Social media isn’t the only cultural influence on body dysmorphia. For decades, there has been a lack of representation of normal-looking people in modeling, advertisement, and entertainment. Rather than including normal variations in the way people look, visual media mainly shows people who represent unrealistic beauty standards.
Unrealistic beauty standards didn’t start with social media but it has contributed to its continuation. People in this narrow category of beauty standards receive the most likes and attention which can reinforce the cultural illusion that people should look a certain way.
Consequently, the amount of time people spend on social media makes it a major influence on body image and dysmorphia. Social media provides endless content and has become a place where everyone is trying to achieve the “ideal” aesthetic for likes and followers.
To achieve this, people edit and use filters to portray an image of false perfection. Instagram, for example, has countless free filters to alter your appearance. You can also download apps like Photoshop and Lightroom to change your skin texture and body size.

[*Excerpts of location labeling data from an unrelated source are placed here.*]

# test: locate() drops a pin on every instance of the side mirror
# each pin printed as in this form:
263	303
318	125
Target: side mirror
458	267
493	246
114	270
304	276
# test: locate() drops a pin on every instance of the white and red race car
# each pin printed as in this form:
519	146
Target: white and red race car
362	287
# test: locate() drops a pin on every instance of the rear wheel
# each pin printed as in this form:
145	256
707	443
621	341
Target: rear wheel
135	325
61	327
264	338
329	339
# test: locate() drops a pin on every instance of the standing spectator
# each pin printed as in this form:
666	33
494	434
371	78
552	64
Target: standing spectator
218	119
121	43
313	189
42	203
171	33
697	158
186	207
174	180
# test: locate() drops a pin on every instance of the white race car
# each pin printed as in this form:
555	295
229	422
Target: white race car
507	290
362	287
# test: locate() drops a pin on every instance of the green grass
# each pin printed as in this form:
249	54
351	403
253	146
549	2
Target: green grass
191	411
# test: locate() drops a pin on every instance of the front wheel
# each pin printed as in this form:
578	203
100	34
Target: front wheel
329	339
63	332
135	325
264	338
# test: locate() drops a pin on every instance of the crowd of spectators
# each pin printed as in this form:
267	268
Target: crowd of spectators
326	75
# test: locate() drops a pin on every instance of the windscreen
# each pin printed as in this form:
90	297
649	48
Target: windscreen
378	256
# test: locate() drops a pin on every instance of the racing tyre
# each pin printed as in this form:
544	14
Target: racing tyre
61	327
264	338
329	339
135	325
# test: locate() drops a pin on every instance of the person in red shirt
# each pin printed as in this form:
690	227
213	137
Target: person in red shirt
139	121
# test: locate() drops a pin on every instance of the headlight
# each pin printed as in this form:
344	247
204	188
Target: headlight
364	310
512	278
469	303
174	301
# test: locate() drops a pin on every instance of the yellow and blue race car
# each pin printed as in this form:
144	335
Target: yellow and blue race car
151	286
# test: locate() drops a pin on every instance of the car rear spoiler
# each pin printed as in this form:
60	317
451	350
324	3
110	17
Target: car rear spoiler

It can be difficult to determine if a person has altered their appearance if you just see them on social media. All you’re seeing is a beautiful, 2-dimensional image of someone’s seemingly perfect aesthetic.
If you see that the way they look is getting them a lot of attention, you may begin to reflect and wonder if you should also change your appearance. This can create a gap between what someone actually looks like versus what they think they should look like.
With body dysmorphia, social media can trigger obsessive thoughts about appearance. Their feed may be full of people looking “perfect”, which can be a constant reminder of their perceived flaws.
This can lead to compulsive actions to try to remediate the issue. This isn’t to say that social media causes body dysmorphia, but rather that it can contribute to this condition.